I'm a bit unsure about how to understand the stashing and retreiving.
So I tried doing the $pid above, and then modify the 'Completed' aggregation to have a code like this:

if [status] == "Completed" {
  aggregate {
    task_id => "%{taskid}"
    code => "event.set('duration', map['duration']) ; event.set('sent', map['sent']) ; event.set('ProcessID', $pid)"

But that didn't work. The ProcessID was nil, so how do I get that done correctly?

I also tried placing the line you wrote directly in the filter (outside the aggregate filter), but that also gives me a nil as value.

I'm very impressed with your help, you are definetely my hero in this endeavour :slight_smile: Thankyou!

The global variable works. It's the grok that is not working. It should be

"^%{SPACE}\* Process ID: %{NUMBER:pid}"
1 Like

Dooh, you are simply a star :muscle:, darned, it is very very cool.
Now the boss had some input, he is very impressed with the result!

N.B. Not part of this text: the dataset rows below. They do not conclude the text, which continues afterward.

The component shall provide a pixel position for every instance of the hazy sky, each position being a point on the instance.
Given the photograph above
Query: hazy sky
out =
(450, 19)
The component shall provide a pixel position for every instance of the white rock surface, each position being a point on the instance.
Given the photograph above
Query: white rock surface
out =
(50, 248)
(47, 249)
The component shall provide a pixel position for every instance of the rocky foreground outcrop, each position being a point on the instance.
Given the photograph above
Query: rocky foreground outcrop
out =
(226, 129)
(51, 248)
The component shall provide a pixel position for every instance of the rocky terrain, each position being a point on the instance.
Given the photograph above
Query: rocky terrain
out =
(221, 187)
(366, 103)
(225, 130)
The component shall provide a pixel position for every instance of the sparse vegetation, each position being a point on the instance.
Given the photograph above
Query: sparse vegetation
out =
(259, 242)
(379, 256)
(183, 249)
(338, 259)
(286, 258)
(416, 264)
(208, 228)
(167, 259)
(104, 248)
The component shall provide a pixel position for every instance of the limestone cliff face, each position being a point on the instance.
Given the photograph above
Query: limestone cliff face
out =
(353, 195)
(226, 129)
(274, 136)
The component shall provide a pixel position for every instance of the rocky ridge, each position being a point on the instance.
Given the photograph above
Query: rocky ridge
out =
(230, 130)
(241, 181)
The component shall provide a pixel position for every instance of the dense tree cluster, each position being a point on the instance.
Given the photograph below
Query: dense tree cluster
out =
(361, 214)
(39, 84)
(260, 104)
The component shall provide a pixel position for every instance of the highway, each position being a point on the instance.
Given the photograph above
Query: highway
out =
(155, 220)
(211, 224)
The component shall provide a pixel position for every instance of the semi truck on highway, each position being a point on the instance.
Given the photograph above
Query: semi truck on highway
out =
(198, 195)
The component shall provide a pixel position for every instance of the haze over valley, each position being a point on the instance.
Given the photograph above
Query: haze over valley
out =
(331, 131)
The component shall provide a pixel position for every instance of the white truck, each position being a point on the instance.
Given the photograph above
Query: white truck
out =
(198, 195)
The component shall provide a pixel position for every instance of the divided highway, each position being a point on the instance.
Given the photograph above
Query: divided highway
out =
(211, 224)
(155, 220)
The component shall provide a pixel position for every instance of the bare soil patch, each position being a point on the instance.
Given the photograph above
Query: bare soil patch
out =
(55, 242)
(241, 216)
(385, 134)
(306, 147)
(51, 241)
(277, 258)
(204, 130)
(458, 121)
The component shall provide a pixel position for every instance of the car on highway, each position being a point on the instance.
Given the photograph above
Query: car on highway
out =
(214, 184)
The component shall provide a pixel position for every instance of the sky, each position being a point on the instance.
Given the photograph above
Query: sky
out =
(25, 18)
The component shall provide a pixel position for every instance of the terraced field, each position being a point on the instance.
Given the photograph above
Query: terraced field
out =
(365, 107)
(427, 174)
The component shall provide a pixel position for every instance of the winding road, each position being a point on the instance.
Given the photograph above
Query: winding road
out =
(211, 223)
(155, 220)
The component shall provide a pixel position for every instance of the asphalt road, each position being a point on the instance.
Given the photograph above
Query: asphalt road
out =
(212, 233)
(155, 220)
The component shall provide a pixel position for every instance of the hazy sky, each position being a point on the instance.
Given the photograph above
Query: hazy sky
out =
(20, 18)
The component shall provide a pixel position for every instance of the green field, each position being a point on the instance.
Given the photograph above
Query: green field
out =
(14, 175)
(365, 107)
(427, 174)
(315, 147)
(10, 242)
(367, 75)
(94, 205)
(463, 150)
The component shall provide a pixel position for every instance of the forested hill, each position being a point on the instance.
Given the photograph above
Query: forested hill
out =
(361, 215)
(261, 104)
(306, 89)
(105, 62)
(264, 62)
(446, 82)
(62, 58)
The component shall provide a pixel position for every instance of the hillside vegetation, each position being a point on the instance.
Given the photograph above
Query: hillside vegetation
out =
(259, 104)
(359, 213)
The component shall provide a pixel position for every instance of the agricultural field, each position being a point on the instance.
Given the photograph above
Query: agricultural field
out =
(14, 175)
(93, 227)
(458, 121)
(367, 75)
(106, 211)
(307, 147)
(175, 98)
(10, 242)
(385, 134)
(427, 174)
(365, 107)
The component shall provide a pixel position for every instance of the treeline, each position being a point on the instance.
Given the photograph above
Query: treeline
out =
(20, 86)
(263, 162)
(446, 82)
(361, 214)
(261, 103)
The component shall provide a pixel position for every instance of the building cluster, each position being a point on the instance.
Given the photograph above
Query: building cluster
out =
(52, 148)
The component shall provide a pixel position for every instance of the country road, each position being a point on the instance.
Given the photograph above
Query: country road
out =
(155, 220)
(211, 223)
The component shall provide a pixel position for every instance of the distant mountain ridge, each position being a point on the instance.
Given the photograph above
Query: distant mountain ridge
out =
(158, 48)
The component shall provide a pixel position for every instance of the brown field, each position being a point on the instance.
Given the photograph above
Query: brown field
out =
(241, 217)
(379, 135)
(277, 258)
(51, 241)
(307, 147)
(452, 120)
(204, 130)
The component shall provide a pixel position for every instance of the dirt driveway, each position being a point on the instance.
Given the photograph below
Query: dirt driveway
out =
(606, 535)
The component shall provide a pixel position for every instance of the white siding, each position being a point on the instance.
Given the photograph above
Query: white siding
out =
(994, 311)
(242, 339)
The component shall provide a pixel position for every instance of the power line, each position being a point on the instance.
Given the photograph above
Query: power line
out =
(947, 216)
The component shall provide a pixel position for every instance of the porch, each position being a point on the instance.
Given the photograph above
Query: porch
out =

What a filter :exploding_head:
He is a bit worried that the TaskID of 4 hex codes could be the same on different servers, so I was thinking to just do a mutate at the top, and use that value in the aggregate filter:

mutate {
  add_field => {
    "identity" => "%{instance}%{TaskID}"
  }
}

And that seems to work :slight_smile: Weeheee

So now it's getting real life data, interesting to see if it works as it's supposed to :slight_smile:

Again, a thousand thanks for your invaluable help!

I can see that some of the logfiles do not have a 'Process ID' in them, and that gives me a ruby exception:

logstash | [2019-01-17T07:52:34,964][ERROR][logstash.filters.ruby ] Ruby exception occurred: uninitialized class variable @@pid in LogStash::Filters::Ruby

I've tried
ruby { code => "if (defined?(@@pid)).nil? then event.set('ProcessID', '') else event.set('ProcessID', @@pid) end" }

And I think the code itself works, but apparently, if the @@pid has been set in one logfile, it will be not be 'reset' when then next logfile starts.

I was thinking that if a new logfile is started, it should set the 'ProcessID' = ''.
But then I got stuck, I was thinking that I could use the field 'offset', and then set that in a variable (oldposition).
and if the offset was < than the (oldpositition), it's because it has started on a new file.
But as the fields are reset for every line, I guess, this has to be ruby code as well? And then I got stuck, as I've never coded in Ruby.

Something like

ruby {
    init => '@@offset = 0'
    code => '
        o = event.get("offset")
        if o < @@offset then
            @@pid = nil
        end
        @@offset = o
    '
}
1 Like

Great, thankyou!

This topic was automatically closed 28 days after the last reply. New replies are no longer allowed.